Eagle emigrated from Hungary to Brooklyn with his family in 1929.

He joined the Workers Film and Photo League in 1932 to use his art to promote radical social change. In 1935, the Works Progress Administration hired him to photograph New York slums, the Second Avenue El district and the Lower East Side. In 1936, he joined the Photo League as one of the earliest members and later formed the War Production Group within the Photo League in 1942. Eagle freelanced for Fortune, The Saturday Evening Post, and other magazines.

Through the Federal Art Project in 1938, he photographed the Jewish community on the Lower East Side.

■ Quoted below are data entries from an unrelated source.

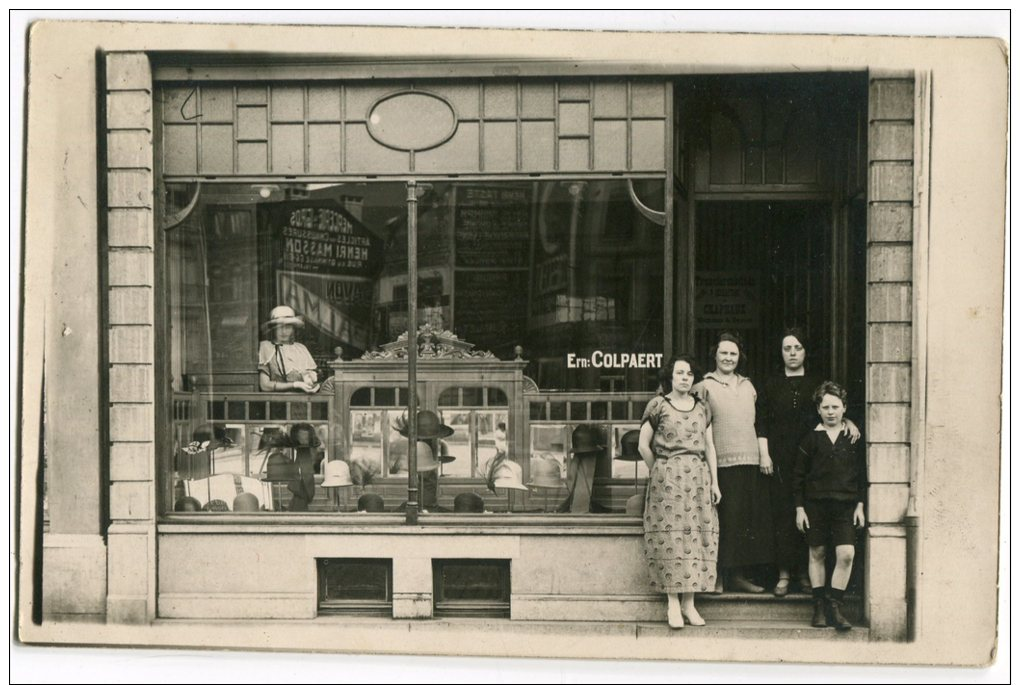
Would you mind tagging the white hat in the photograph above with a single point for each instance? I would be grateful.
(338, 474)
(282, 315)
(508, 475)
(545, 473)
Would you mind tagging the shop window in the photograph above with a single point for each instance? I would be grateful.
(362, 586)
(274, 285)
(471, 587)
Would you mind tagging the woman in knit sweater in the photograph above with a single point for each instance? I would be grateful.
(746, 537)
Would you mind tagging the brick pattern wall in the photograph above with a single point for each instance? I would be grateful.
(890, 212)
(132, 354)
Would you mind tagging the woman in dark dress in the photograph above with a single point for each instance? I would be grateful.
(785, 414)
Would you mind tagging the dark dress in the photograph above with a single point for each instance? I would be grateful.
(785, 414)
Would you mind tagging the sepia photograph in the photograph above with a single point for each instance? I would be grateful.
(567, 341)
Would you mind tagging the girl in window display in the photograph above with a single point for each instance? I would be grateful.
(681, 526)
(284, 364)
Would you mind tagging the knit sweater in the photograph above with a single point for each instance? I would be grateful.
(732, 407)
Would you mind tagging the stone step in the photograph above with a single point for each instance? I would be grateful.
(766, 608)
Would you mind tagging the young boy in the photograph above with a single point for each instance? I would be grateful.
(829, 483)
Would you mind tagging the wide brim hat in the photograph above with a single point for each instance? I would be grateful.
(584, 440)
(283, 315)
(371, 503)
(628, 446)
(429, 426)
(445, 456)
(545, 473)
(279, 469)
(508, 475)
(338, 474)
(635, 505)
(468, 503)
(313, 436)
(211, 436)
(188, 504)
(246, 502)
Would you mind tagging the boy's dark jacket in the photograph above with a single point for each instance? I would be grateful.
(829, 471)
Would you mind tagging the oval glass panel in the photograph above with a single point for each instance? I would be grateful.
(412, 120)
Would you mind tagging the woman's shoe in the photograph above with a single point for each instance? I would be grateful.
(694, 618)
(742, 584)
(674, 617)
(819, 619)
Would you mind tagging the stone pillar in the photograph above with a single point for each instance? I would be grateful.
(131, 543)
(889, 351)
(73, 555)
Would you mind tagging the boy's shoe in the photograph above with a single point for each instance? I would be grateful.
(839, 622)
(820, 618)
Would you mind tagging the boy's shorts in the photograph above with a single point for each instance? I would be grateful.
(829, 520)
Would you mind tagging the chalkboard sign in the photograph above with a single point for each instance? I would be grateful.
(491, 308)
(493, 226)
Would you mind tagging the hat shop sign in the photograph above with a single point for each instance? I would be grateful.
(325, 261)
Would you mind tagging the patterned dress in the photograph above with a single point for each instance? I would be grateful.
(681, 527)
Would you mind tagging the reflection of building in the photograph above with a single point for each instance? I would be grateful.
(782, 198)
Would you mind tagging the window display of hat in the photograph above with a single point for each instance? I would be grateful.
(429, 426)
(337, 474)
(585, 439)
(283, 315)
(246, 502)
(468, 503)
(628, 446)
(370, 503)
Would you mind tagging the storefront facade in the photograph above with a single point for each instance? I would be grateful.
(568, 229)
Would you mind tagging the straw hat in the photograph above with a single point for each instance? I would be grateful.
(508, 475)
(246, 502)
(338, 474)
(283, 315)
(545, 473)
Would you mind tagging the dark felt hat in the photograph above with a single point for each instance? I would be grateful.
(584, 440)
(628, 446)
(468, 503)
(188, 505)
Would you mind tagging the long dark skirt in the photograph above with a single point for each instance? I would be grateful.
(791, 549)
(746, 536)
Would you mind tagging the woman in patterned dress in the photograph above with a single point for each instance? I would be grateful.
(681, 528)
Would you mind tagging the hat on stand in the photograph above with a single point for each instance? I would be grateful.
(337, 474)
(584, 440)
(468, 503)
(635, 505)
(429, 426)
(445, 456)
(508, 475)
(370, 503)
(628, 446)
(545, 473)
(279, 469)
(246, 502)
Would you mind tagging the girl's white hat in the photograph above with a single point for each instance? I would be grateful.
(283, 315)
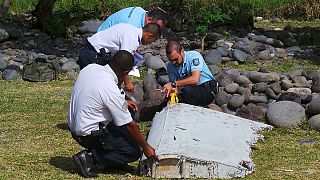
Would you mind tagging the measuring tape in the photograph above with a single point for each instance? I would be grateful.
(174, 98)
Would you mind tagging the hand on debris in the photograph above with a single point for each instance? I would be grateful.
(167, 88)
(129, 87)
(150, 153)
(132, 106)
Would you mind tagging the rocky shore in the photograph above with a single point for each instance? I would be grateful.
(283, 100)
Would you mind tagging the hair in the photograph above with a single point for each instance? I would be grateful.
(157, 14)
(152, 28)
(122, 60)
(173, 45)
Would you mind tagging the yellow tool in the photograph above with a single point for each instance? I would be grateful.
(174, 98)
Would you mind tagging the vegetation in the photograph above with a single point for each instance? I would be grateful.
(35, 142)
(200, 14)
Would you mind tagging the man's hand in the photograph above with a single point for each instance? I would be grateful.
(167, 88)
(150, 153)
(132, 106)
(129, 87)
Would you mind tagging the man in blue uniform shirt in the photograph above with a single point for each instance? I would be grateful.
(187, 69)
(135, 16)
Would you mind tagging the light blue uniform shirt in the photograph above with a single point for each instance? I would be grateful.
(193, 61)
(131, 15)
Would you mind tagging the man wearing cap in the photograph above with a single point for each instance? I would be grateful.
(99, 119)
(188, 71)
(104, 44)
(135, 16)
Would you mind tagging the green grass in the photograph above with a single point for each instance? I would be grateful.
(284, 23)
(35, 144)
(281, 66)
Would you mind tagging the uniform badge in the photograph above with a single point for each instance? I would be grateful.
(196, 61)
(125, 106)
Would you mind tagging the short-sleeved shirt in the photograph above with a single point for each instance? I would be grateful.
(131, 15)
(193, 61)
(118, 37)
(96, 98)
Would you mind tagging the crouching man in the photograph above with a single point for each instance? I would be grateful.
(99, 119)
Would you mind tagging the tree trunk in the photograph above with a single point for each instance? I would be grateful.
(4, 8)
(43, 13)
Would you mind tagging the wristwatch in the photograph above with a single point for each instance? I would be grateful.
(173, 84)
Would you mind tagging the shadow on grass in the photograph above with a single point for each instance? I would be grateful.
(62, 126)
(65, 164)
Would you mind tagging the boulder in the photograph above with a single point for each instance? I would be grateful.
(285, 114)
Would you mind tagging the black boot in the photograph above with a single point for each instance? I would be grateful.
(84, 159)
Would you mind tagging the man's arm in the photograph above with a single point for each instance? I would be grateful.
(128, 84)
(134, 131)
(191, 80)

These photographs were published in the 1992 book At Home Only With God: Believing Jews and Their Children, with an essay by Arthur Hertzberg.

Photo League photographers Eagle, Sol Libsohn and David Robbins exhibited a series of photographs of slum districts in New York at the Federal Art Gallery in New York in 1938. The series was inspired by Franklin D. Roosevelt's "one-third of a nation" (the ill-clothed, ill-housed and ill-nourished) strategy.

Eagle was the director of the photography workshop of the National Youth Administration with his assistant, Harold Corsini, from 1939 to 1942. He worked with Roy Stryker on the Standard Oil Project from 1943 to 1947. He was the still photographer for the 1948 film Louisiana Story by Robert J. Flaherty and the cinematographer for the 1947 film Dreams That Money Can Buy by Hans Richter, as well as several of his own documentary films.

Eagle was a professor of photography at the New School for Social Research from 1955 until shortly before his death.